Fotofabrik

Photography

As I’ve said on one of my Instagram posts: I’ve a strange fascination with lampposts and the stories they witness, the secrets they hold.

The lamppost outside Fotofabrik Studio probably carries a load of stories and secrets. It easily became one of my favorite hangout places in the city where I met like-minded people sharing love for the art of film photography.

Both pictures were taken during my first night at the studio which lasted until about the wee hours of the morning. I used an expired Fuji Superia 100 which came with my Olympus Pen EF.

FOWC’s prompt: Lamppost

#RiseUpTogether

Photography

#RiseUpTogether, Pride March 2018. A gathering of people who wanted to celebrate diversity and most especially, love. It’s important to rise up together and keep fighting for the equality and respect every human being deserves.

07.30.18
Cosina CT-1 Super
Fuji C200 & Kodak Ultramax 400 (expired)

first roll of film

Photography

On July of 2017, I bought a Canonet 1961 to fulfill my desire of trying on a new hobby: film photography. My excitement doubled after putting in a fresh roll of Fuji Superia Xtra 400 on the site where I planned to take my first shot: UP Diliman.

I remember it clearly, my first shot—it was of a man running along the pavement of UP Lagoon, just before he passed by the lamppost #18. It was rather ambitious for a beginner like me to capture that moment, and the film probably felt that as a couple of frames were cut after it got crumpled in the spool of the camera, which was equivalent to all the pictures from UP. Ate Gina, the woman who saved my first roll, said it could still be used, and so I did.

Days and weeks of abandoning the camera and sort of giving up on it have passed before I picked it up again for a day tour in another UP campus: Los Baños. I used up a number of frames and saved some for my nearing solo travel getaway and everything was going according to plan. That was of course until I realized I was taking too many shots, way more than the available exposures of the film roll.

I had the camera checked by some hobbyist friends at work and my luck stated that the shutter was stuck. Not only did my mind explode from the probability that all moments weren’t captured, but my heart also sunk with the thought of film rejecting me. Or maybe it was just the camera.

The year ended and I was starting to lose care on film but January is my month and it turned everything around. A friend gave me an advanced birthday present and guess what it was: a Cosina CT-1 Super. Since my Fuji roll can still work despite its fortune, I loaded it and started shooting, on the day of my birthday no less.
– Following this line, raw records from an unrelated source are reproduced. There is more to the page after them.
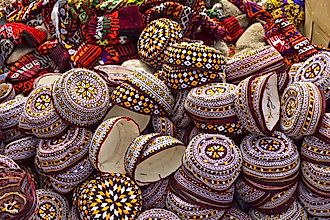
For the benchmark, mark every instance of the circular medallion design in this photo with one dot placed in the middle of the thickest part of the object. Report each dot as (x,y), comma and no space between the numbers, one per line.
(302,107)
(39,114)
(108,196)
(81,97)
(216,151)
(270,158)
(269,144)
(51,206)
(316,69)
(214,159)
(155,38)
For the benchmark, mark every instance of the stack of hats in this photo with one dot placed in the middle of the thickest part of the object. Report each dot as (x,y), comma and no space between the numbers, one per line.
(136,110)
(81,97)
(211,164)
(23,149)
(140,97)
(155,38)
(212,108)
(316,69)
(154,195)
(7,92)
(18,192)
(314,190)
(293,10)
(39,115)
(257,104)
(10,113)
(295,211)
(110,142)
(270,173)
(254,62)
(64,159)
(302,109)
(108,196)
(51,205)
(153,157)
(188,65)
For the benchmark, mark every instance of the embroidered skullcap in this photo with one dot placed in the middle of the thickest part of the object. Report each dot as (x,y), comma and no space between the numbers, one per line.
(213,159)
(46,79)
(195,191)
(163,125)
(316,177)
(143,94)
(270,161)
(39,114)
(114,75)
(187,210)
(154,195)
(179,115)
(292,10)
(194,56)
(293,71)
(323,131)
(110,142)
(258,104)
(59,153)
(157,214)
(316,69)
(213,101)
(212,107)
(22,149)
(81,97)
(316,205)
(294,212)
(267,201)
(302,107)
(65,182)
(154,88)
(51,206)
(235,214)
(315,150)
(18,193)
(10,112)
(190,65)
(259,61)
(155,38)
(12,134)
(108,196)
(7,92)
(181,79)
(74,213)
(152,157)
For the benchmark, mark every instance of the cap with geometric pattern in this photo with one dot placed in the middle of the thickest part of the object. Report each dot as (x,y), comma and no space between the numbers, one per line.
(108,196)
(213,159)
(155,38)
(302,109)
(152,157)
(81,97)
(39,114)
(51,205)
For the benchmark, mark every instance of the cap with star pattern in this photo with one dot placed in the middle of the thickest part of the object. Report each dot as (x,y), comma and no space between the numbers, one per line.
(155,38)
(51,205)
(108,196)
(213,159)
(81,97)
(39,114)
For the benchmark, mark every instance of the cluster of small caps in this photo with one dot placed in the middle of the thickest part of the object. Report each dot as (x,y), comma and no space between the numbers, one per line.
(148,110)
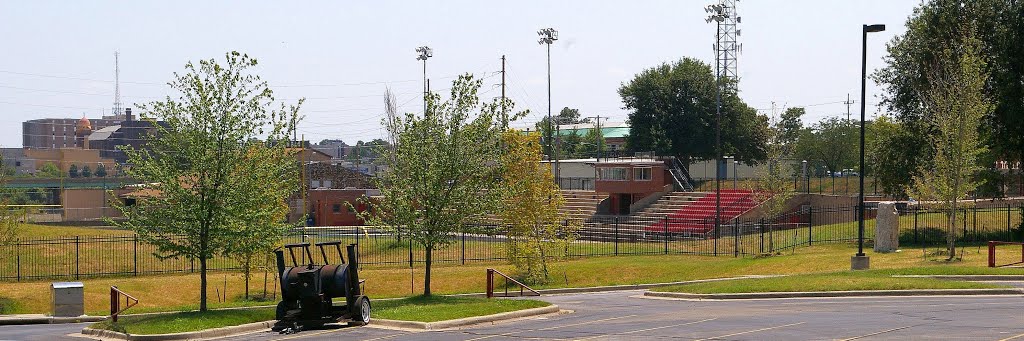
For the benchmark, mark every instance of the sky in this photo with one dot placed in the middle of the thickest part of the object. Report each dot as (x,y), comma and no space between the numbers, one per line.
(56,58)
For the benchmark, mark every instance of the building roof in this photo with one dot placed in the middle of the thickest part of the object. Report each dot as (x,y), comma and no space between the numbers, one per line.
(612,130)
(103,133)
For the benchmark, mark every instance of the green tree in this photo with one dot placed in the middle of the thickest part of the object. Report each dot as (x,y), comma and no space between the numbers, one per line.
(954,103)
(833,142)
(441,173)
(934,27)
(673,112)
(536,232)
(216,184)
(890,155)
(787,130)
(566,116)
(49,170)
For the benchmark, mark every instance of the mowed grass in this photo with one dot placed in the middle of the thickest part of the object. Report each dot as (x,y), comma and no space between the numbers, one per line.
(179,292)
(185,322)
(434,308)
(843,281)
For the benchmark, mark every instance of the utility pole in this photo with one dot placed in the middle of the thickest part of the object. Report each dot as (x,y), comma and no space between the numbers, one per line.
(549,36)
(600,135)
(848,102)
(505,115)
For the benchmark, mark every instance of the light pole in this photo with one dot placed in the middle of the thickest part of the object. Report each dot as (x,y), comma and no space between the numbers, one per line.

I was hoping for the best, as always, but my foolishness got in the way when I forcibly rewound the film a month after using it all up. Ate Gina came to my rescue once more and saved the remaining film that can still be processed.

Of the 23 frames that survived, these are the only decent ones I’m proud enough to share.

I had a love-hate relationship with film over the course of eight months, but the excitement I felt when I got my shots back couldn’t be explained, and in my dictionary that kind of excitement fills my soul up. Now, I therefore say, that shooting film is one of the things that will keep me alive.

keep film alive

Photography

Film is not dead and it will never die. Old souls will always emerge and in every generation, a fraction will keep them alive.